恐れず宇宙へ進め、俺のスター赤葦の家では各種CSチャンネルを見ることができる。
海外のテレビではそもそも有料放送チャンネルの方が優勢だと聞くけれど、日本では地上波のみという方が圧倒的に多い。それはある程度の費用を然るべきところに納入さえすれば地上波放送を見ることができるからだ。
でもその地上波放送と言えばニュースかワイドショー、あとはコピペのようなバラエティ番組くらいしか見ることはできず、本当に赤葦が見たい番組は地上波で見ることはできないのだ。だから、金を使ってそれを見られるようにしただけのこと。
ここのところ、赤葦はずっとそのテレビに噛り付いている。
一年遅れの五輪が終わってまだ一か月だというのに、世界はもう次の三年後に向けて動き出しているのだ。
ピピ――――という長いホイッスルが聞こえた。
『決まった―――――!最後に決めたのは今日が誕生日の木兎光太郎!龍神NIPPON、決勝進出!これでロシアで開催される世界選手権の出場権を獲得しました!』
熱の籠った実況をするアナウンサーとは逆に、赤葦は、ほう、と一つ安堵のため息をついた。
試合に勝ったこともそうだが、誕生日というそのことで暴走しやしないだろうかとヒヤヒヤしていたのだ。
自分の誕生日はまだ三か月ほど先だけれど、今やもう誕生日以外の日と誕生日の日は同列で、ただ365日のうちの1日でしかない。でも今ちょうどテレビに映っている彼にとっては一年で1番テンションがぶちあがってしまう日。それはもう『あんたどこの小学生男子だ、ちょっとは落ち着けもうアラサーだ』とツッコみたくなるほど。ツッコんだところでどうにかなるものでもないのはわかっているが。
『宮……なんかホントにごめん』
テレビでは木兎がセッターの宮侑の背中に飛びついているが、飛びつかれた方の宮侑は疲労困憊という表情をしている。セットカウント自体は3-1で勝っていて、五輪と比べるとそこまでタフな試合というわけでもなかったと思う。それでもぐったりしているというのは、恐らく木兎の手綱を引くのに相当苦労をしたということなのだろう。海外チーム所属のメンバーのほとんどがこの国際大会には参加しておらず、国内リーグ組主体のチーム構成で戦っている。必然的に木兎に上がるトスの本数も多かったが、同じチーム所属でもあるので宮はよくわかっていただろう。この『世界が俺の誕生日を祝ってくれている』と普通なら思わないようなことを思っているに違いない自チームエースが、何かしらやらかせば『俺、誕生日なのに…』と落ちる。それだけは絶対避けなければならない。多分、相手のブロックを振ることよりそっちに気を使ったことだろう。

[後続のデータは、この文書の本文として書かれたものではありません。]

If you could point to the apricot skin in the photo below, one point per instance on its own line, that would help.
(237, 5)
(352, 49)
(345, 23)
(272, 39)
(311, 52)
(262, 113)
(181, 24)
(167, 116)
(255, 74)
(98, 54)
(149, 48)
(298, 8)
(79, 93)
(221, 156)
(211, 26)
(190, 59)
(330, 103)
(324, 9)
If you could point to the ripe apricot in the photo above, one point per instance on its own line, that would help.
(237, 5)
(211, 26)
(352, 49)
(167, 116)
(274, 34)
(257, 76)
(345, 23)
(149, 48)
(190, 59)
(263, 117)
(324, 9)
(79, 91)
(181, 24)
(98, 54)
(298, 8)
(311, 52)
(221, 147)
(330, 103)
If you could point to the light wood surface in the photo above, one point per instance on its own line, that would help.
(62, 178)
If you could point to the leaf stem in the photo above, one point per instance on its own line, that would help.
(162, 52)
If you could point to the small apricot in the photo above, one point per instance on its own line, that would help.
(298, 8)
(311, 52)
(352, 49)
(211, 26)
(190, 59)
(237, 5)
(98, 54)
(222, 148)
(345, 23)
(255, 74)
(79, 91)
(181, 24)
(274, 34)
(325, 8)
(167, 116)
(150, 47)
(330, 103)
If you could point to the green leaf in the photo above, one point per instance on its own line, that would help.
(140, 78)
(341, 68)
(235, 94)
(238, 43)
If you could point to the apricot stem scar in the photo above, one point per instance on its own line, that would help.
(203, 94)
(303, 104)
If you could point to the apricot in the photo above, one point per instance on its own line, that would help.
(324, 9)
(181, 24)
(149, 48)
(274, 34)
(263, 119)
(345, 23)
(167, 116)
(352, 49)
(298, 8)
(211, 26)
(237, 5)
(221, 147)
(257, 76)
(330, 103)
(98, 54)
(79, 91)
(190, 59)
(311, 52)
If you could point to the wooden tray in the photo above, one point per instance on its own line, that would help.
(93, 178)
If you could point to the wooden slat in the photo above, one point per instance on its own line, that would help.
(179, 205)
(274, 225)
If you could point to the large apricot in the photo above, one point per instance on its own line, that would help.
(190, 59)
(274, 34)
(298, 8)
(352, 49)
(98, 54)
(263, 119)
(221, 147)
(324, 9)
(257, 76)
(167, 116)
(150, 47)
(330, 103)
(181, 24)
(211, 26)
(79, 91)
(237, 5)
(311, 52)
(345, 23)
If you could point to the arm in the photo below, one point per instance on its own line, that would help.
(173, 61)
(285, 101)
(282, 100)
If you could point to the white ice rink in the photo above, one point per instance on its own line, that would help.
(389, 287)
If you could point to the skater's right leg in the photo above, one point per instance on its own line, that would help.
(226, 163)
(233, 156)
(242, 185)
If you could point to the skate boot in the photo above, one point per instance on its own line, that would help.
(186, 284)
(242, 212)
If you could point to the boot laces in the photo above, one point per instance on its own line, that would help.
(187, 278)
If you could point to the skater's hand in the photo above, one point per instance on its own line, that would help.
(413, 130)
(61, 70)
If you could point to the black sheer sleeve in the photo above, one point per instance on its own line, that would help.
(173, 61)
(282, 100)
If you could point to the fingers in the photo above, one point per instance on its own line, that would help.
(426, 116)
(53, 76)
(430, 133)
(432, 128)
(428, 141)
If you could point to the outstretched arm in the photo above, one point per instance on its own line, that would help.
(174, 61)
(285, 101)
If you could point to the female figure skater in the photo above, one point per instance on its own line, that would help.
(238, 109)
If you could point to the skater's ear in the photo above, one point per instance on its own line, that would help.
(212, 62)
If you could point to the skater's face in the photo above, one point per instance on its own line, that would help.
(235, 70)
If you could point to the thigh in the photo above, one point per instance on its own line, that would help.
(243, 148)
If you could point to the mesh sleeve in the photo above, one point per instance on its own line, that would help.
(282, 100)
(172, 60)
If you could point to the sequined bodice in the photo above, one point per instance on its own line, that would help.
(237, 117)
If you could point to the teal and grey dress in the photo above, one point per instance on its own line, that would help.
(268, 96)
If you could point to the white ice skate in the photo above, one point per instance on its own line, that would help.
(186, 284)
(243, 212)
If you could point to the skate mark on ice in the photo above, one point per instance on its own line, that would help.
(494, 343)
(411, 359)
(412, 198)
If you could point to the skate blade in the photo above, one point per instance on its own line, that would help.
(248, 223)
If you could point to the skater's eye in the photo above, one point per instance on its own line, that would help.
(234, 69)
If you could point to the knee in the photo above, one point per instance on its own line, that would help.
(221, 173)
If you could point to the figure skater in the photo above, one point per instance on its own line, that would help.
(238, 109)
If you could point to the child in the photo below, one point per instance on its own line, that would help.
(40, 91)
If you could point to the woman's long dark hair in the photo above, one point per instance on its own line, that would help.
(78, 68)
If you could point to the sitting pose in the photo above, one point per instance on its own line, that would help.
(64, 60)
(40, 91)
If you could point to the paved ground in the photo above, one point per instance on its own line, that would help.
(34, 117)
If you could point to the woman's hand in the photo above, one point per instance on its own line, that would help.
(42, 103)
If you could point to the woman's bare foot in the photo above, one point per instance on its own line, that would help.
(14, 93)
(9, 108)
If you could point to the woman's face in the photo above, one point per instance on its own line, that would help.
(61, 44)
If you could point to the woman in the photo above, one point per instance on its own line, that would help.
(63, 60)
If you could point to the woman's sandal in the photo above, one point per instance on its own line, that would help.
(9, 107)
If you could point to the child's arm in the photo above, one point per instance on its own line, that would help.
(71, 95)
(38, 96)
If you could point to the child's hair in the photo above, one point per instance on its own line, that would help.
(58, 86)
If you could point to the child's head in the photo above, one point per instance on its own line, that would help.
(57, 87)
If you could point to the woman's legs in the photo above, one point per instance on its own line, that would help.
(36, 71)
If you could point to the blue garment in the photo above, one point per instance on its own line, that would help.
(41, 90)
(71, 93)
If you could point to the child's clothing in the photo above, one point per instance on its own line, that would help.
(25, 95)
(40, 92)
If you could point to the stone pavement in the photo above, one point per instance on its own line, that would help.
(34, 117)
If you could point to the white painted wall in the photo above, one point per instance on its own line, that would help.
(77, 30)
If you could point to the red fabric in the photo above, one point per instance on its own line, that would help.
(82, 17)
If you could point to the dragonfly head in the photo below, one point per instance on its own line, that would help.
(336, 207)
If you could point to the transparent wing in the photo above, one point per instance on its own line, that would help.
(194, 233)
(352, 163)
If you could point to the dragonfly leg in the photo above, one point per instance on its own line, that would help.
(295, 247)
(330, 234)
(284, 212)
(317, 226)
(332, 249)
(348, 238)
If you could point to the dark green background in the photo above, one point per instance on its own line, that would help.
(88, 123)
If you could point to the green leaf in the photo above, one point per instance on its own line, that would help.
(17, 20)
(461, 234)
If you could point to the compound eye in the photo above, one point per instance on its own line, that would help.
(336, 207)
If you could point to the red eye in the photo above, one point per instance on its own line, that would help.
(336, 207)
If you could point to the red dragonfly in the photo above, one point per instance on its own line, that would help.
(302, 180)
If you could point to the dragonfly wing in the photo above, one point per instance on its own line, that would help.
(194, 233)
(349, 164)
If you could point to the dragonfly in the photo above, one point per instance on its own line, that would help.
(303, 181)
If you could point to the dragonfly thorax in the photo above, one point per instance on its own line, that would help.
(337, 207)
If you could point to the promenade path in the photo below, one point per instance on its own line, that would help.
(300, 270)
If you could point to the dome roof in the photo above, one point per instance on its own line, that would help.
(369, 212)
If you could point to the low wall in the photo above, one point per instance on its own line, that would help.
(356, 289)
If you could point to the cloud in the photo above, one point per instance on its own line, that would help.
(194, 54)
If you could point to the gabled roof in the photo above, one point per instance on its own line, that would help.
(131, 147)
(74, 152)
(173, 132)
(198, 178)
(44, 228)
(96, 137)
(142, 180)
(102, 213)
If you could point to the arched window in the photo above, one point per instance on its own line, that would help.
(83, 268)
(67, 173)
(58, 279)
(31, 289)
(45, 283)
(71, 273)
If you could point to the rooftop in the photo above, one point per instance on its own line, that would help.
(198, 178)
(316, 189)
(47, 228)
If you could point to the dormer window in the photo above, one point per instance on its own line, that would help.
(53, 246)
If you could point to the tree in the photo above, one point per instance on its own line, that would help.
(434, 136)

本当は赤葦も現地で直接応援したかった。電車でちょっと行けば着く場所での大会だ。木兎からも『チケットなら用意できるよ?』と言われた。でもなんとなく現地に行くのは怖い気がして、こうして大きいジャカ助のぬいぐるみを抱っこして一緒にテレビを通して試合を見ることにしたのだ。

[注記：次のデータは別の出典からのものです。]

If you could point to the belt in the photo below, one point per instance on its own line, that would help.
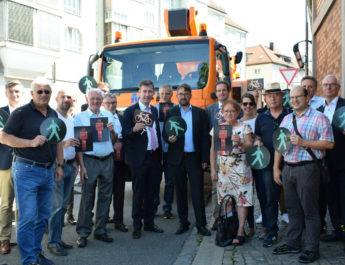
(299, 164)
(101, 158)
(33, 163)
(68, 161)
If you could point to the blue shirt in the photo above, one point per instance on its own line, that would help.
(99, 148)
(188, 136)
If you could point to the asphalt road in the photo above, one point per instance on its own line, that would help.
(150, 249)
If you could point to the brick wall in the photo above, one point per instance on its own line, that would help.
(328, 44)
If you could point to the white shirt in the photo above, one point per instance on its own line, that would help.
(149, 147)
(330, 109)
(68, 152)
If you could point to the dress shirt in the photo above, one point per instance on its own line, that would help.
(188, 136)
(330, 108)
(99, 148)
(316, 102)
(69, 151)
(149, 147)
(312, 125)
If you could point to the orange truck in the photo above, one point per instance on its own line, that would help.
(187, 55)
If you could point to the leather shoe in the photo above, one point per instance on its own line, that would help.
(81, 242)
(104, 237)
(5, 247)
(65, 246)
(153, 228)
(183, 228)
(121, 227)
(136, 234)
(202, 230)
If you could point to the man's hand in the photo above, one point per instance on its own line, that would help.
(172, 139)
(58, 174)
(83, 174)
(138, 127)
(71, 142)
(295, 139)
(39, 140)
(276, 175)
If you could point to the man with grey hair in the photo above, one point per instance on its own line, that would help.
(96, 166)
(335, 189)
(33, 171)
(14, 93)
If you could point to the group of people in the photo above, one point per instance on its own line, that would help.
(146, 150)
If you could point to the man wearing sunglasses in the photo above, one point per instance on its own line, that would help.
(33, 171)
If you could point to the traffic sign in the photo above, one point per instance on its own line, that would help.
(289, 74)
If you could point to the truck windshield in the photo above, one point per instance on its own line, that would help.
(165, 63)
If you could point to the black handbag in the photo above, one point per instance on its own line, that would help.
(322, 164)
(227, 226)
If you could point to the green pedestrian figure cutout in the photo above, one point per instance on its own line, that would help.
(342, 116)
(259, 156)
(2, 125)
(174, 126)
(282, 139)
(54, 128)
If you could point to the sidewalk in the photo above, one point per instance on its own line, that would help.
(253, 253)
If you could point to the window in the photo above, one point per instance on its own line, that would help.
(72, 6)
(72, 39)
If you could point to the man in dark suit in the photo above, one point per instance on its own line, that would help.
(335, 189)
(189, 155)
(143, 154)
(14, 93)
(213, 112)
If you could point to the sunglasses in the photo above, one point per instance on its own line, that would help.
(40, 92)
(248, 104)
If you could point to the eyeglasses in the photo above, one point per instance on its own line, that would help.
(248, 104)
(40, 92)
(332, 85)
(297, 97)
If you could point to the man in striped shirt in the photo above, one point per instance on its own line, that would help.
(301, 174)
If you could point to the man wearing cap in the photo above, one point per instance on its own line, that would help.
(33, 171)
(62, 190)
(14, 93)
(268, 191)
(311, 134)
(96, 166)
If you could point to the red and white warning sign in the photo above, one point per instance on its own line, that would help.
(289, 74)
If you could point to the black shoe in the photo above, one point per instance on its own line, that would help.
(65, 246)
(285, 249)
(136, 234)
(167, 214)
(81, 242)
(309, 256)
(202, 230)
(71, 220)
(121, 227)
(104, 237)
(42, 260)
(57, 250)
(183, 228)
(153, 228)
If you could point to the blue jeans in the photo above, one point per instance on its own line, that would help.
(33, 191)
(61, 194)
(268, 194)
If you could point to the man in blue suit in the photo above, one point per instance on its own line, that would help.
(14, 93)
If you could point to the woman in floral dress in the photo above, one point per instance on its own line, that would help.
(234, 175)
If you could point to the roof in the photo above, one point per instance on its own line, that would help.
(231, 23)
(263, 55)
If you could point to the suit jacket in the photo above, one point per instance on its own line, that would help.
(6, 151)
(335, 156)
(200, 137)
(136, 143)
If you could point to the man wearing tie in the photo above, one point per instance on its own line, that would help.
(143, 155)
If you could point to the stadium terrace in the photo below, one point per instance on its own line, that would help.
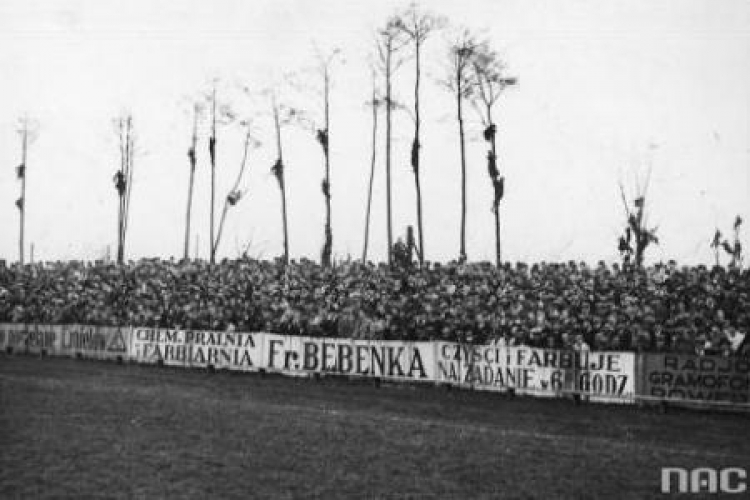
(661, 309)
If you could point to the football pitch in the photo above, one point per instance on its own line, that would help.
(83, 429)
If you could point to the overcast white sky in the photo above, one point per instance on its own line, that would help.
(606, 89)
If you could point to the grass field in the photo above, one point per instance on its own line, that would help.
(81, 429)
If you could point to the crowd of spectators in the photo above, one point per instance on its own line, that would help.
(663, 308)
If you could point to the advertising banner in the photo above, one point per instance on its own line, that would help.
(409, 361)
(600, 376)
(222, 350)
(32, 338)
(696, 378)
(95, 342)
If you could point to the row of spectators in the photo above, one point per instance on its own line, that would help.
(662, 308)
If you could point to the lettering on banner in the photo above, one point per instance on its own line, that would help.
(606, 374)
(699, 378)
(220, 349)
(400, 360)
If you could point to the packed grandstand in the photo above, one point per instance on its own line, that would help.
(662, 308)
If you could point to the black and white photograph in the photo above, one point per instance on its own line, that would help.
(450, 249)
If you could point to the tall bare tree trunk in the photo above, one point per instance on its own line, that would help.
(282, 183)
(493, 143)
(22, 206)
(212, 151)
(372, 169)
(389, 50)
(192, 157)
(416, 146)
(328, 245)
(462, 138)
(131, 154)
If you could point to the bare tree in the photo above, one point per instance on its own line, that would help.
(734, 249)
(192, 157)
(221, 114)
(323, 136)
(417, 26)
(212, 154)
(460, 81)
(638, 236)
(27, 129)
(123, 178)
(278, 171)
(235, 194)
(715, 246)
(389, 44)
(491, 80)
(374, 103)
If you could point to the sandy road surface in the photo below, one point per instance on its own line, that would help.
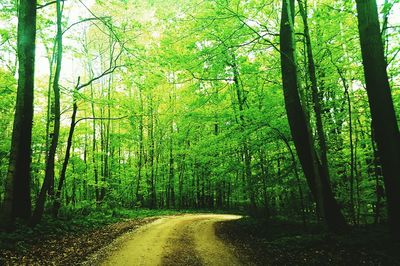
(175, 240)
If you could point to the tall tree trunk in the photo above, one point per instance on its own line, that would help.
(48, 183)
(17, 202)
(381, 104)
(57, 198)
(138, 195)
(300, 127)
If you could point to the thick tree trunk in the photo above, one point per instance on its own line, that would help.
(381, 104)
(17, 202)
(300, 128)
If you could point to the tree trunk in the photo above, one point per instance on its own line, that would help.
(48, 183)
(17, 202)
(57, 199)
(300, 127)
(381, 104)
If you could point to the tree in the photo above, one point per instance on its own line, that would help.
(48, 182)
(17, 203)
(384, 121)
(300, 127)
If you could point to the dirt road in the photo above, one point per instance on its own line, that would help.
(175, 240)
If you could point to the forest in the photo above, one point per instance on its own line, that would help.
(284, 112)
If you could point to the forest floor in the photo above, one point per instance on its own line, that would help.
(259, 242)
(197, 239)
(176, 240)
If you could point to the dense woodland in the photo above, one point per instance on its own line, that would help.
(276, 108)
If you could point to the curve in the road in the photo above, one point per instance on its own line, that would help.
(176, 240)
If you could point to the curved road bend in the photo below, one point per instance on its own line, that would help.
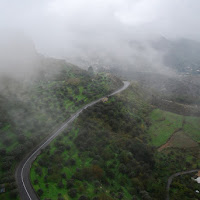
(170, 179)
(22, 173)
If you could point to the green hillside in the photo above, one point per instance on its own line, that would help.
(109, 153)
(30, 111)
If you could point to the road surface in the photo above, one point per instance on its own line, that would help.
(22, 173)
(175, 175)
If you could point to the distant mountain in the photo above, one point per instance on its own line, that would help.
(181, 55)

バレーを辞めて普通に社会人になった自分は随分臆病になったように思う。
一歩踏み出すのに必要な勇気は学生の頃の比ではない。
それに、万が一よくない想像が現実になってしまったらどうしようという恐怖が大きい。
例えば、木兎が試合中に怪我をしてしまったら。学生の頃よりマシになったとは言え、それでも調子の波は大きい方だから、もし途中で崩れて交代するようなことになってしまったら。
それを現地で見る勇気が今の赤葦にはないのだ。
いや、逆に現役の頃は怖いもの知らずだっただけなのかもしれない。
でも大人になって、『怖いこと』を赤葦は知ってしまったから。
テレビではヒーローインタビューが始まった。
『放送席ー、放送席ー。今日の勝利の立役者、木兎光太郎選手にお越しいただきました!ナイスゲームでした!』
『ありがとうございまああああああああす』
ああ、音声さんすみません。突然叫ぶから音が割れちゃいましたね…。マイク壊れてませんか、大丈夫ですか。
『試合序盤から今日はフルスロットルでしたね!』
『はい!今日誕生日なんで!最初からぶっ飛ばしていこうと思ってました!』
自分からテレビのインタビューで誕生日アピールするか。会場からも拍手と一緒に笑いも起きている。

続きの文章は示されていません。